Une maman  wallonne de La Louvière fille d’une infirmière et d’un un père fonctionnaire à province de Hainaut ; un père flamand, originaire de Bellegem, près de Courtrai, issu  une famille nombreuse, ouvrière. A six ans, son père a habité à Mouscron avec sa famille, du côté francophone. Plus tard, il a suivi ma mère à La Louvière. Mes grands-parents parlaient très bien français, avec un accent flamand. Moi, j’ai toujours  été nulle en néerlandais.  Grands-parents maternels résistants. Mon père a un esprit frondeur ; ma mère l’a toujours appelé « le rebelle ». Je viens de deux rébellions familiales : d’un côté, j’ai eu la rébellion politique, de l’autre celle contre le dogme et la religion. Si je regarde en arrière, ce terreau-là a sans doute participé à un amour de la satire.
A l’ULB,  certains sortaient de Dachsbeck, à Bruxelles, et faisaient leurs études les doigts dans le nez. Moi je venais de l’athénée provincial de La Louvière, où il y a beaucoup d’enfants d’ouvriers ou de l’immigration italienne, qui n’ont pas les mêmes chances au départ... et on ne peut pas aller aussi vite et aussi loin dans le programme scolaire. Il y a une spontanéité et une ouverture sur l’autre dans le milieu scolaire d’où je viens qui ont été pour moi bien plus précieuses que de bien connaître ses déclinaisons latines.  Cela me semblerait complètement fou de renier d’où je viens. C’est ce qui guide encore mon regard, tous les jours. Le seul esprit de réaction que j’ai, c’est vis-à-vis des puissants, aujourd’hui, dans la manière dont je me moque d’eux. Ce qui me reste de La Louvière, c’est que je suis toujours spectatrice de la situation que je vis aujourd’hui. » 
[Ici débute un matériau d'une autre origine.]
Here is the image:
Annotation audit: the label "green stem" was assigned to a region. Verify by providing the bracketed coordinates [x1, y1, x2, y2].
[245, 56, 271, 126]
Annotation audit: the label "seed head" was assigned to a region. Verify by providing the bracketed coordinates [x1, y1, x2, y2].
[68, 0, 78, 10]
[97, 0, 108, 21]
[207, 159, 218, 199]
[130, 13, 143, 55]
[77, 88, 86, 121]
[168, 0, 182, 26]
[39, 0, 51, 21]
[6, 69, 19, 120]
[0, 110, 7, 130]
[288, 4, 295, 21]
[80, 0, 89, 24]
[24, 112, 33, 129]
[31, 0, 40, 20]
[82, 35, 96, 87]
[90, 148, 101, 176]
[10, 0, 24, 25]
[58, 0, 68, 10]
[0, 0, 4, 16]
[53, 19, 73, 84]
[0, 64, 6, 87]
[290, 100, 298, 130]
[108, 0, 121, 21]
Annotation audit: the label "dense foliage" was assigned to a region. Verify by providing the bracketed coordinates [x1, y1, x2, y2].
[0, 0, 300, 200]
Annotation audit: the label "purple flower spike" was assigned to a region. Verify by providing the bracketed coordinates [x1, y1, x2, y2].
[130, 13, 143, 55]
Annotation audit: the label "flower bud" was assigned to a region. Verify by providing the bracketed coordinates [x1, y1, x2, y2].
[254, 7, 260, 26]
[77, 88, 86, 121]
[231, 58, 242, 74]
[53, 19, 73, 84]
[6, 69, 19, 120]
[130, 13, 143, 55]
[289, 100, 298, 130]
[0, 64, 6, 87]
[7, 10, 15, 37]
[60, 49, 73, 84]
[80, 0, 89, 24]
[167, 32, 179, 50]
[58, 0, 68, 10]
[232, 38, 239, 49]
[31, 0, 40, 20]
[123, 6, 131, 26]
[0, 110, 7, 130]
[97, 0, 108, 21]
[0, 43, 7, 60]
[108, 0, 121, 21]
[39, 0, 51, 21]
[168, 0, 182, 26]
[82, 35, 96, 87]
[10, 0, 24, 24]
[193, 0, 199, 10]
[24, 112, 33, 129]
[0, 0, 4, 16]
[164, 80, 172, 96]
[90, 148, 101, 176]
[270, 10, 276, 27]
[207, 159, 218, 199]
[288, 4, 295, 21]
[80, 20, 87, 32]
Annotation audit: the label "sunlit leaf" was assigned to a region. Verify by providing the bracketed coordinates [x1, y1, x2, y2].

« Ce qu’elle veut transmettre ? Un héritage à ne pas perdre : celui de la liberté d’expression et de la satire. Mais aussi : avoir quelqu’un de puissant devant et pouvoir lui dire certaines vérités avec de l’humour, sans être blessant. Toujours remettre en question l’autorité, peu importe votre interlocuteur. Garder et entretenir la liberté d’expression, car elle est aujourd’hui vraiment en danger. Charlie Hebdo et Siné, c’est peut-être un modèle vieillissant, mais qui nous a beaucoup influencés, Guillaume (Meurice) et moi. Or, cet esprit se perd. Regardez les caricaturistes du New York Times qui se sont fait virer l’année dernière.  Regardez comment la télévision ne laisse pas de place à la satire. Alors si on doit retenir quelque chose de moi, c’est qu’avec mes copains, on a essayé de souffler pour garder la flamme de l’humour inconnu. »
Et regardez avec quelle aisance et quel mordant Kroll souffle dans le Soir sur les braises de la satire et de la dérision.